Carolina es también la presidenta de la Asociación de Libreros de la Cuesta de Moyano, una organización surgida para revitalizar este empinado emplazamiento de camino a El Retiro que ha ofrecido libros a la ciudad casi desde el siglo XIX, cuando los feriantes se colocaban cerca de la estación de Atocha para vender su material a los recién llegados a la capital.
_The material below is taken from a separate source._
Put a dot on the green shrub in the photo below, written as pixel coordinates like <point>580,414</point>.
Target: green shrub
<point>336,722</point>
Los libreros sobrevivieron a aquellas ferias y se acabaron situando en el Paseo del Prado, si bien su espacio actual es de 1924. Desde entonces han pasado muchas crisis -y hasta una Guerra Civil-, pero la de ahora, como muchos de ellos señalan “es el remate”.
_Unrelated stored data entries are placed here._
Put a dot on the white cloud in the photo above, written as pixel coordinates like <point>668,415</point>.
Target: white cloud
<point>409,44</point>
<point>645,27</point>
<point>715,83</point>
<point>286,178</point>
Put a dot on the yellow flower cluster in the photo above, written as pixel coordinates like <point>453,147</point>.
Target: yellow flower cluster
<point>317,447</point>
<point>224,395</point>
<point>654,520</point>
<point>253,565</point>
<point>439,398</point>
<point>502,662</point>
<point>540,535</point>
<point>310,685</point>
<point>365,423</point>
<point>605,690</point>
Ya estaba mal de antes, pero es que con todo esto las ventas han bajado un 50%. Este año está perdido y la Navidad la damos prácticamente por perdida

Por ello, ya en abril de 2019 también se creó la organización ciudadana Soy de la Cuesta, conformada por periodistas, gestores culturales, ilustradores, libreros, empresarios, expertos en sostenibilidad, abogados, etc , con el fin de ayudar a estas librerías. Un esfuerzo que se ha redoblado con la imprevista llegada de la pandemia, que cerró las casetas durante tres meses y que todavía hoy hace que cojeen las ventas. Entre todos lucharon por que el ayuntamiento exonerara del pago del canon en 2020 -en algunos casos puede llegar a los 10.000 euros- y han puesto en marcha acciones como la que se celebra este viernes para conmemorar el Día de las Librerías. Es lo que han denominado ‘Librero por un día’ y por la cuesta pasarán desde las 12 horas autores como Arturo Pérez-Reverte, Rosa Montero, Fernando Aramburu o Pío Caro-Baroja que se situarán junto a los libreros para recomendar libros a los transeúntes. Estarán hasta las 18.30.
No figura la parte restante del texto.